What assessment the commissioners have made of the funding implications of a General Synod vote to allow women bishops; and if he will make a statement.
It is very appropriate for the Church, in this season of Advent, to prepare for the arrival of female bishops, and it is proper and reasonable to provide for those who cannot accept the ministry of women in the episcopate. But in addition to its theological and practical flaws, would not the proposal for a new, third province parallel to Canterbury and York cause serious financial damage to the Anglican Church at every level—from the lowest and humblest parochial church council, such as that on which I serve, to the most elevated of bodies, such as the Church Commissioners, on which my hon. Friend serves?
The question of a third province would doubtless appeal to Michael Fabricant, who is in his place. The General Synod will be asked at its February meeting to take note of the report, and in principle, the decision as to whether it wishes to remove the legal obstacles to women's ministry in the episcopate will come later in the session. The wider point that my hon.
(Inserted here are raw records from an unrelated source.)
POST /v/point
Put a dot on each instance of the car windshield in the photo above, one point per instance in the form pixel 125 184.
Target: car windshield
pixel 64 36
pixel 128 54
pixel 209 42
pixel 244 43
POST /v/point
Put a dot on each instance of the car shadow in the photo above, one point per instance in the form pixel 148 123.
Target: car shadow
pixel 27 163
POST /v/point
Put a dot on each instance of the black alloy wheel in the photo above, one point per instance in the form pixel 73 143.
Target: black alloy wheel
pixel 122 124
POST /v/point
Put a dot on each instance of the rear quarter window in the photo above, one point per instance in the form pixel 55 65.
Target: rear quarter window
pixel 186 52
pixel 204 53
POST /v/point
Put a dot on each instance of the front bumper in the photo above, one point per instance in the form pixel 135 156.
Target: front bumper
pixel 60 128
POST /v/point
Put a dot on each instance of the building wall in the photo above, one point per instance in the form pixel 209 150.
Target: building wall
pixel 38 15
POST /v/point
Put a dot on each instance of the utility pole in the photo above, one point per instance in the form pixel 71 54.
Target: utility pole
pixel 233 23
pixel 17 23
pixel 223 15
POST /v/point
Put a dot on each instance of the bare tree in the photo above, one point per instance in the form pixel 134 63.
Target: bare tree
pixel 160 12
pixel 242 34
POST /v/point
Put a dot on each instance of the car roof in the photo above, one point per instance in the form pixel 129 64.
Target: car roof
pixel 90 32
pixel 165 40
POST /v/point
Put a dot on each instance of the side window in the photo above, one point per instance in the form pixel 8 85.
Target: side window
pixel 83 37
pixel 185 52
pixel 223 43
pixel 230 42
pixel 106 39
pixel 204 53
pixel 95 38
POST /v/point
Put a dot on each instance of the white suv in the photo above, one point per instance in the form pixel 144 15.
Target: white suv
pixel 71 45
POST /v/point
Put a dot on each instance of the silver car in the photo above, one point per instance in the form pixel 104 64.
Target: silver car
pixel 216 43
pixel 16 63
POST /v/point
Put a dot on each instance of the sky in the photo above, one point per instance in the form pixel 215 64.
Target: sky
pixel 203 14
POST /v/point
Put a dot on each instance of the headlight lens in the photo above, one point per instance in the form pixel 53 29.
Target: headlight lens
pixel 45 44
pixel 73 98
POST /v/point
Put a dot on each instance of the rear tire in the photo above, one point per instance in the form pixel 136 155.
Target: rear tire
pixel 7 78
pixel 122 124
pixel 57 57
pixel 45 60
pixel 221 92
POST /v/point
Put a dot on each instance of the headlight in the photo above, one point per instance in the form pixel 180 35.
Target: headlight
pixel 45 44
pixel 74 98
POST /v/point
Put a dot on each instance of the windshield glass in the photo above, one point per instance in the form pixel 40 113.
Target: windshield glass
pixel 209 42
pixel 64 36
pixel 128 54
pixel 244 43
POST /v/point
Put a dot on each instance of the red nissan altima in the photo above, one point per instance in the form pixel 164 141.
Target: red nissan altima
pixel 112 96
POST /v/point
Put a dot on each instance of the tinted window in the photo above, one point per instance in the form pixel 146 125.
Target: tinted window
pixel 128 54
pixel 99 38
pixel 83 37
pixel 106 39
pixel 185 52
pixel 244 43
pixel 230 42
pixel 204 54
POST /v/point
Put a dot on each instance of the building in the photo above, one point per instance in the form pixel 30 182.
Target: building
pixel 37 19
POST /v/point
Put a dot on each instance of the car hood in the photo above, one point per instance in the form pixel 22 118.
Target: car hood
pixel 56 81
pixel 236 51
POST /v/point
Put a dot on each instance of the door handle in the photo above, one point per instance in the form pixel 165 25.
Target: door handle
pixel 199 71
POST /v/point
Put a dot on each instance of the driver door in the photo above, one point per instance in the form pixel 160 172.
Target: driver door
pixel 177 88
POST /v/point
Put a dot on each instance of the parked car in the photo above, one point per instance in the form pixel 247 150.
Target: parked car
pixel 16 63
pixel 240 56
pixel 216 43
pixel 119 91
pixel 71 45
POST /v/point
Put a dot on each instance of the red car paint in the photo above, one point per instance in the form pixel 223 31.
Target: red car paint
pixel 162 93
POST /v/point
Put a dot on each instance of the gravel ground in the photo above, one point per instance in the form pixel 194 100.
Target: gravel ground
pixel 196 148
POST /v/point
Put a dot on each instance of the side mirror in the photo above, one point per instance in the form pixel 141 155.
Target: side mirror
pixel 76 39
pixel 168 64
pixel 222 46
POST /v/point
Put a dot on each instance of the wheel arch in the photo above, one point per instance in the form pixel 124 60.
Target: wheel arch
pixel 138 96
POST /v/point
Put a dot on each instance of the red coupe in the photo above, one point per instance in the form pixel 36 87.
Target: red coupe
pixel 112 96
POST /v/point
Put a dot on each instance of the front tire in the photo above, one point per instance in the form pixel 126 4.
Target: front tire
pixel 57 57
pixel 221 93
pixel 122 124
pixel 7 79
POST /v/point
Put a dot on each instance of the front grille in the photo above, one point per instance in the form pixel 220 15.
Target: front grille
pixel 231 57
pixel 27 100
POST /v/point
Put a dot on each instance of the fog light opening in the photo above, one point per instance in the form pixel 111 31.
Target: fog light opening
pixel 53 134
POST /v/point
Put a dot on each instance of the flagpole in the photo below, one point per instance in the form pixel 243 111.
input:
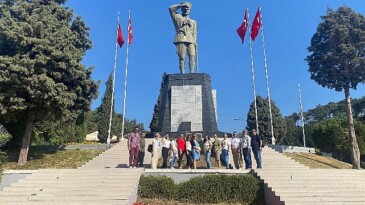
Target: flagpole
pixel 301 113
pixel 125 78
pixel 253 75
pixel 112 100
pixel 267 80
pixel 197 58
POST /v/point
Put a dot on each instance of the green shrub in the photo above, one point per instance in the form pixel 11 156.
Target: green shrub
pixel 242 189
pixel 157 187
pixel 3 158
pixel 221 188
pixel 4 138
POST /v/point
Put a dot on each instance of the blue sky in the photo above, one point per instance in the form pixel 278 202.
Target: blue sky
pixel 289 26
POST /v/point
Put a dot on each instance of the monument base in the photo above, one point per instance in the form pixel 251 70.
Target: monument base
pixel 187 104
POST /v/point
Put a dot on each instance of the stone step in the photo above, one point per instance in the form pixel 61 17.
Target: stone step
pixel 83 177
pixel 60 198
pixel 92 202
pixel 298 202
pixel 327 199
pixel 71 189
pixel 328 193
pixel 311 180
pixel 63 193
pixel 77 181
pixel 334 184
pixel 70 184
pixel 320 189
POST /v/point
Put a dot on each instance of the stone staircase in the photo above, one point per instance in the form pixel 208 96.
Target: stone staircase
pixel 98 182
pixel 288 182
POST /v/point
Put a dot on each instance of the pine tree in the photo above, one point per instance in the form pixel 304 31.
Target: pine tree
pixel 264 120
pixel 154 125
pixel 42 45
pixel 104 111
pixel 337 60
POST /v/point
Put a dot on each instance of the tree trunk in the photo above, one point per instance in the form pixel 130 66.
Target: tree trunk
pixel 355 152
pixel 26 139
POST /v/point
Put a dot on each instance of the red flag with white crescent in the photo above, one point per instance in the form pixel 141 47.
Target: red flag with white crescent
pixel 256 24
pixel 130 33
pixel 120 39
pixel 243 28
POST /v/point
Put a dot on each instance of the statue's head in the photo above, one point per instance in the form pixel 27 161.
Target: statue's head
pixel 185 8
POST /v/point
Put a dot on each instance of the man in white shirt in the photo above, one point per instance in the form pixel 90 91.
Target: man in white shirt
pixel 236 150
pixel 226 146
pixel 165 150
pixel 246 149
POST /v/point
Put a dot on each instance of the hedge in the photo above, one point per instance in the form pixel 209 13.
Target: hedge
pixel 243 189
pixel 159 187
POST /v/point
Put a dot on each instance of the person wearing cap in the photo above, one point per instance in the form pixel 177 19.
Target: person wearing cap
pixel 133 147
pixel 142 147
pixel 246 149
pixel 156 146
pixel 236 150
pixel 226 146
pixel 217 147
pixel 185 37
pixel 256 144
pixel 166 143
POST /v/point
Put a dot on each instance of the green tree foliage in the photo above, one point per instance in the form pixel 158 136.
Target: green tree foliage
pixel 293 132
pixel 264 119
pixel 337 59
pixel 42 45
pixel 331 135
pixel 154 125
pixel 104 111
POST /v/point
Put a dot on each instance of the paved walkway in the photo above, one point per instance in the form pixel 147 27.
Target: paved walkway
pixel 99 182
pixel 106 180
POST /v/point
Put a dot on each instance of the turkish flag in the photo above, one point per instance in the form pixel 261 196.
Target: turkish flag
pixel 243 28
pixel 120 39
pixel 256 24
pixel 130 33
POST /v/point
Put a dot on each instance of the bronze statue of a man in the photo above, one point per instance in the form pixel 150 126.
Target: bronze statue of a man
pixel 185 38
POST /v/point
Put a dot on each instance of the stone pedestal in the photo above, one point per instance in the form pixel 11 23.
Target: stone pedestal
pixel 187 104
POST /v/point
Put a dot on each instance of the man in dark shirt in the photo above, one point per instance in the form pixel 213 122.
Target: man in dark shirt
pixel 256 143
pixel 142 146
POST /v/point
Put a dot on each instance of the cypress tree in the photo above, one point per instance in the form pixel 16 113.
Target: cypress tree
pixel 42 45
pixel 104 111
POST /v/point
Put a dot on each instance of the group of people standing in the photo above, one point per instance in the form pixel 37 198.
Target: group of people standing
pixel 189 147
pixel 175 150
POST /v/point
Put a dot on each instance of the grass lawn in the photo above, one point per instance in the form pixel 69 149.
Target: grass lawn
pixel 40 159
pixel 145 201
pixel 314 161
pixel 201 164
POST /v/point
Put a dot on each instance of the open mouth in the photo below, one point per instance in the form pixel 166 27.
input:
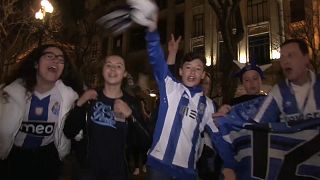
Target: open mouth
pixel 191 78
pixel 52 68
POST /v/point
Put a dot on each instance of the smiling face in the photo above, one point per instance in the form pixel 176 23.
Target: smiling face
pixel 251 81
pixel 192 72
pixel 294 63
pixel 114 70
pixel 50 65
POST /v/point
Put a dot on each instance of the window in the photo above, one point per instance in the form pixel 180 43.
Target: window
pixel 179 25
pixel 198 21
pixel 297 12
pixel 258 11
pixel 222 55
pixel 259 49
pixel 198 50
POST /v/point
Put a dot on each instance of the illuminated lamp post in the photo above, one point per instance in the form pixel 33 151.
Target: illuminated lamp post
pixel 46 7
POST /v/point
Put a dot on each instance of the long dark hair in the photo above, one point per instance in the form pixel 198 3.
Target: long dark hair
pixel 28 73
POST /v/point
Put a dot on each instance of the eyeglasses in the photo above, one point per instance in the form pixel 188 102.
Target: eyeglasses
pixel 51 56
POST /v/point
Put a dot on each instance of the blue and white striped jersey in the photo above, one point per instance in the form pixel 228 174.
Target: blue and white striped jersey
pixel 183 114
pixel 38 126
pixel 285 142
pixel 287 101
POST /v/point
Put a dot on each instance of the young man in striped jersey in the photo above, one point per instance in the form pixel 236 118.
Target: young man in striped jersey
pixel 184 113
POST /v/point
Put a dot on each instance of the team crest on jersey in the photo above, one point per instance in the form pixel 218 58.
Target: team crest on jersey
pixel 202 108
pixel 55 108
pixel 38 111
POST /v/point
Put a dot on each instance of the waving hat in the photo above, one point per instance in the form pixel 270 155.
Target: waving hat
pixel 244 67
pixel 143 12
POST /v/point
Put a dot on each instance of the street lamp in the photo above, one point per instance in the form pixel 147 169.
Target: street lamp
pixel 46 7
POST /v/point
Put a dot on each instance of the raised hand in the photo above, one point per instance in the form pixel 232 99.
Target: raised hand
pixel 173 47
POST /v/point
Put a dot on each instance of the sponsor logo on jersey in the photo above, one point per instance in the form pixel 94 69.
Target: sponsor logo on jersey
pixel 55 108
pixel 38 111
pixel 37 128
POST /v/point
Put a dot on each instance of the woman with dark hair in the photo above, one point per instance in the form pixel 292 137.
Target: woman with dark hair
pixel 33 106
pixel 105 113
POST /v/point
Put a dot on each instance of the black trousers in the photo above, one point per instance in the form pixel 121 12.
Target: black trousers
pixel 36 164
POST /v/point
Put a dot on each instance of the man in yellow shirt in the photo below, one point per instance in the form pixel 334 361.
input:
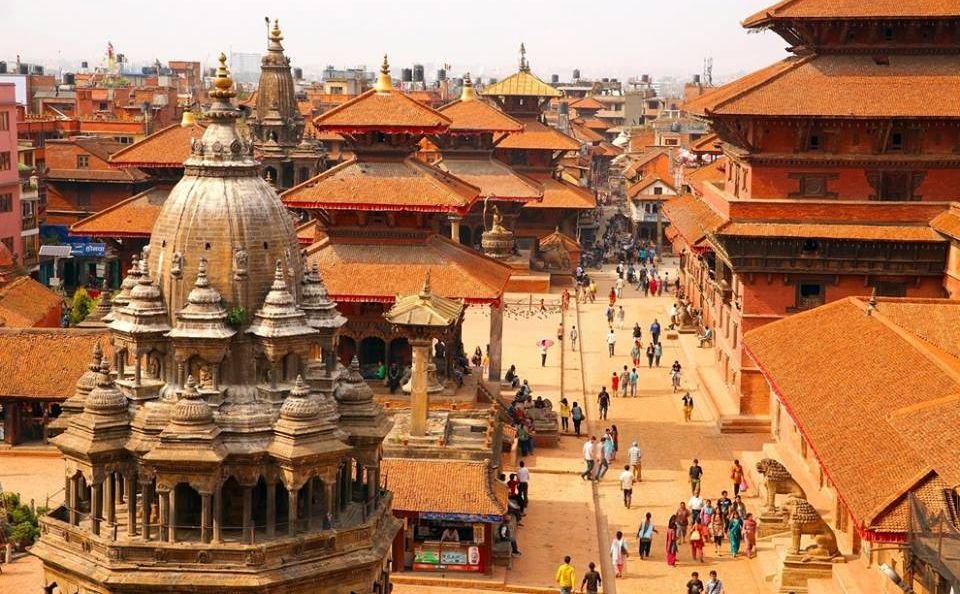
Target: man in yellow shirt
pixel 566 576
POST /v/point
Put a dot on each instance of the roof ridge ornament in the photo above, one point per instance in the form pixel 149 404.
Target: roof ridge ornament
pixel 384 82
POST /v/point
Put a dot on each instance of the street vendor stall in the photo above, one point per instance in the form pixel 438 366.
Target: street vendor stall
pixel 451 510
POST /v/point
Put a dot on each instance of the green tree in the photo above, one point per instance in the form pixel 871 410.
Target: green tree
pixel 81 305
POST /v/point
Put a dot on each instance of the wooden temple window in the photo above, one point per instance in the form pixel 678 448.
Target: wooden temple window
pixel 810 295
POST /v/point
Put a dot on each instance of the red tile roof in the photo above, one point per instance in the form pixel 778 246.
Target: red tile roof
pixel 453 486
pixel 538 136
pixel 478 116
pixel 46 363
pixel 383 185
pixel 168 147
pixel 24 303
pixel 818 366
pixel 842 86
pixel 692 218
pixel 382 111
pixel 852 9
pixel 495 179
pixel 379 269
pixel 561 194
pixel 912 233
pixel 133 217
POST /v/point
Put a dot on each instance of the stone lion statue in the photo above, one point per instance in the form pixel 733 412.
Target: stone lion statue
pixel 803 518
pixel 778 481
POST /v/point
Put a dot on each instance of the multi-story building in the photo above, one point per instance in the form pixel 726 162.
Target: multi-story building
pixel 835 160
pixel 10 209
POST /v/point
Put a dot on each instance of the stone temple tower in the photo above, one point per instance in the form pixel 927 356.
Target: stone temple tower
pixel 224 450
pixel 289 157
Friend makes will of course be taken fully into account.
But does the hon. Gentleman not agree that the Church of England should have learned its lesson about separate arrangements for those who disagree with the general opinion of Synod, and that it would be very helpful if, in the interest of the good governance of the Church, the commissioners undertook a survey of the options mentioned by the Bishop of Rochester in his recent report? That survey will hopefully show that people will not be forced to come to a particular conclusion that is based on money, rather than on the very good sense that the Synod will demonstrate when it agrees to women bishops.
I take note of the hon. Gentleman's point, which reminds me of a comment that you will be very familiar with, Mr. Speaker. I have no instructions to give other than this House directeth me, although in this case it is question of how the Church of England directeth me. On the financial implications, the Church is giving the Bishop of Rochester's report serious consideration and the archbishops have commended it for prayerful study. There is a very long synodical process through which we shall reach the question of women bishops, and I am sure that the hon. Gentleman's point, along with the other points raised, will be taken fully into account when Synod meets in February.